Transportation dominates recent infrastructure performance

Infrastructure - Eurotunnel
Photo: DR

Transportation dominated the performance of QUAERO’s infrastructure strategy over the past four weeks. The largest sectoral exposures are to the diversified infrastructure companies (17.3%), toll roads and tunnels (16%) and rail & bus (12.8%). The best performing sectors in April were satellite (up 9.2%), airports (up 5.8%), and toll roads / tunnels (up 5.3%). The only two infrastructure sectors which lost ground in April were agriculture (down 1.3%) and electricity transmission and distribution (down 1%). The positive performance was broadly based with 83% of holdings gaining during the month.

With a 22% growth in transponders forecast over the next two years, the major satellite operators are suffering from overcapacity. One beneficiary of this is Speedcast International, which was up 9.1% for the month. It has recently made a major, transformative acquisition which has added market share to its most buoyant industry, cruise ships. It is also heavily exposed to offshore energy exploration and production, but with this sector potentially bottoming out, the next few years could be good for Speedcast.

Airports are also performing well; the strategy’s allocation was up 5.8%. The major contributor was Spanish operator Aena. First quarter results exceeded expectations with EBITDA up 6.5%, mostly due to progress in the aviation division. Spanish volume growth was 7.1% and London Luton was up 18.2%. Operating cash flow should rise 16% this year, unlike most of its competition which continue to experience heavy capital expenditure.

Among toll roads and tunnels, Eurotunnel was a standout performer gaining 6.9%. The company has impressed with the resilience of their business model, which is well-placed under most Brexit scenarios. Vinci was up 5.1% and Eiffage was up 5.9%. In addition to their healthy concessions businesses, their infrastructure contracting operations are looking attractive. Backlogs are increasing and importantly, as older contracts close out, construction margins are growing.

The strategy’s infrastructure services and construction allocation was up 4%. Ferrovial was the major contributor, up 4.1%. Sterling weakness has been offset by better than expected earnings at Heathrow airport, the consolidation of its Broad-spectrum acquisition in Australia and excellent traffic growth at all of its key toll road concessions.
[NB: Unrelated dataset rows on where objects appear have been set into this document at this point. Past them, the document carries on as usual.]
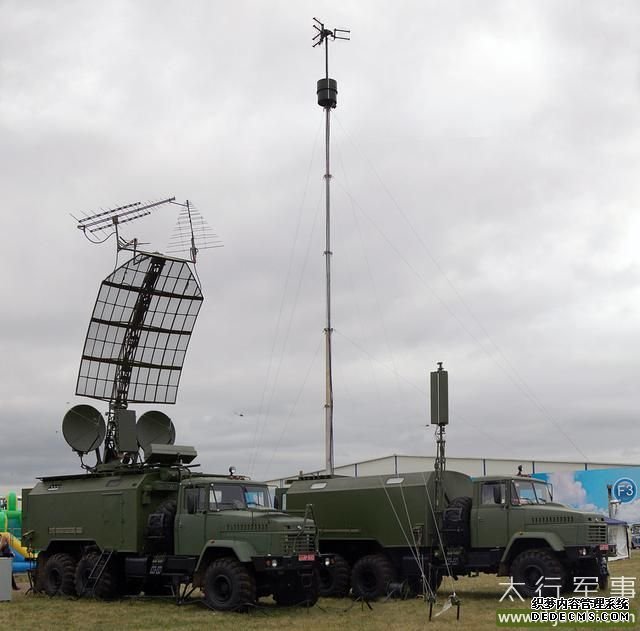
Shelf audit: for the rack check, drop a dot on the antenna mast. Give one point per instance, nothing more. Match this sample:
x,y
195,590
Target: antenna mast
x,y
440,417
327,91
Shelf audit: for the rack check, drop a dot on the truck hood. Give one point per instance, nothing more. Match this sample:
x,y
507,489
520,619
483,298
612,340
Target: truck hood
x,y
266,519
554,513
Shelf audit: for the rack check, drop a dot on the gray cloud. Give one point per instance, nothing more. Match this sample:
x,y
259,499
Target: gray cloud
x,y
485,188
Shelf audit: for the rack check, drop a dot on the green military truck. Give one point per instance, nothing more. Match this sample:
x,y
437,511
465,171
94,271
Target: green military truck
x,y
158,529
383,529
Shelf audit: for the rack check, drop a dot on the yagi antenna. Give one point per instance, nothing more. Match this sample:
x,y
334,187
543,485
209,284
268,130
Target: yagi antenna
x,y
192,233
100,226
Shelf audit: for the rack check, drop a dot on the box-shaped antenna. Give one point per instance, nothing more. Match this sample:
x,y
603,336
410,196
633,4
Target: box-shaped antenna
x,y
440,396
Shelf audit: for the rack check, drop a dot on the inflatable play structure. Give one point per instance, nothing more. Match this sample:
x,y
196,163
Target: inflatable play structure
x,y
11,527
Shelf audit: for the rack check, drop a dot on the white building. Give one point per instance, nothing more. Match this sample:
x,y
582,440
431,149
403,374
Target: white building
x,y
471,466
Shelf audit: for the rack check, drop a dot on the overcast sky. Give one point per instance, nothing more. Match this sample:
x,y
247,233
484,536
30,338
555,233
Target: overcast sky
x,y
485,214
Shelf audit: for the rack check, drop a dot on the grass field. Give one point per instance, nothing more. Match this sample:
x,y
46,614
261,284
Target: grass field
x,y
479,597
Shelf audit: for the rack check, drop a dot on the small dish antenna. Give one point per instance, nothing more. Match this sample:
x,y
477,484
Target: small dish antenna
x,y
83,428
155,428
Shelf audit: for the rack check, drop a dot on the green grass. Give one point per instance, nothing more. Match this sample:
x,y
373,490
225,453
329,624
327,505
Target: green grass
x,y
479,597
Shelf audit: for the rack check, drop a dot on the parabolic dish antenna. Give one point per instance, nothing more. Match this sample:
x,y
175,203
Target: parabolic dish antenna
x,y
83,428
155,428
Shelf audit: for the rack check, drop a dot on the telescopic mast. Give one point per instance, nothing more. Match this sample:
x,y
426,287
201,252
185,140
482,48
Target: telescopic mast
x,y
327,91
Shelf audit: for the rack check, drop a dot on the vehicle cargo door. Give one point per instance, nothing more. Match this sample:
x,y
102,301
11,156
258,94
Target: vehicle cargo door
x,y
490,515
113,520
190,522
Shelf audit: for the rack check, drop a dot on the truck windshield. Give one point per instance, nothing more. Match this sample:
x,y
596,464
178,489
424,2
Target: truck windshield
x,y
257,496
530,492
238,496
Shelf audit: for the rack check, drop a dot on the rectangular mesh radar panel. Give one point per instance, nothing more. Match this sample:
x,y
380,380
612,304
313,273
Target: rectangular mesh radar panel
x,y
139,332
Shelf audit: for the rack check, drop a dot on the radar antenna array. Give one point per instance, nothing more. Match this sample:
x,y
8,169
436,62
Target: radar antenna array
x,y
137,338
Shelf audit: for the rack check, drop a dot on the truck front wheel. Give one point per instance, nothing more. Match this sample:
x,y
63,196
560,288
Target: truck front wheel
x,y
229,586
371,576
58,574
539,571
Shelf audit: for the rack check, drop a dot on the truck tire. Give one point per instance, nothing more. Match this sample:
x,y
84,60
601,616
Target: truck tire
x,y
58,575
371,576
456,522
229,586
160,538
296,590
535,565
105,588
333,581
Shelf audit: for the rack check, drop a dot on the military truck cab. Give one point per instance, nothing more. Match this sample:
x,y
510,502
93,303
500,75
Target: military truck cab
x,y
518,529
163,530
385,529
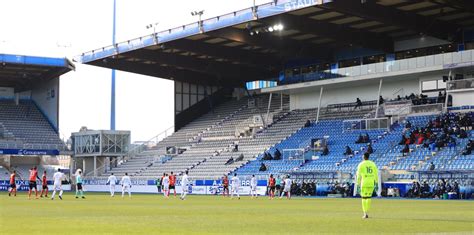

The multisector allocation was led by Cheung Kong Infrastructure Holdings, which was up 11.7%. After a long wait, the Australian regulators approved its takeover of DUET, one of Australia’s leading energy distribution and gas pipeline operators. This should have a 5- 6% positive impact on 2018 earnings. In addition, the prospect of higher inflation in the UK should have a positive effect on its UK utilities holdings such as Northumbrian Water and UK Power Networks, which have regulatory frameworks that allow tariffs to account for increased inflation.

Amongst communications stocks, Illiad is accelerating its network roll-out both in mobile and its fibre network, which should enhance the quality of its services, support increasing subscriber growth and better mix, and move the business to a fixed cost model.

Price competition is finally stabilising in the French telecoms market. The absence of legacy businesses (fixed voice, international traffic, SMS and roaming), a strong exposure to consumer mobile data and excellent growth prospects with a conservative balance sheet make Iliad our top pick of European telecom infrastructure providers.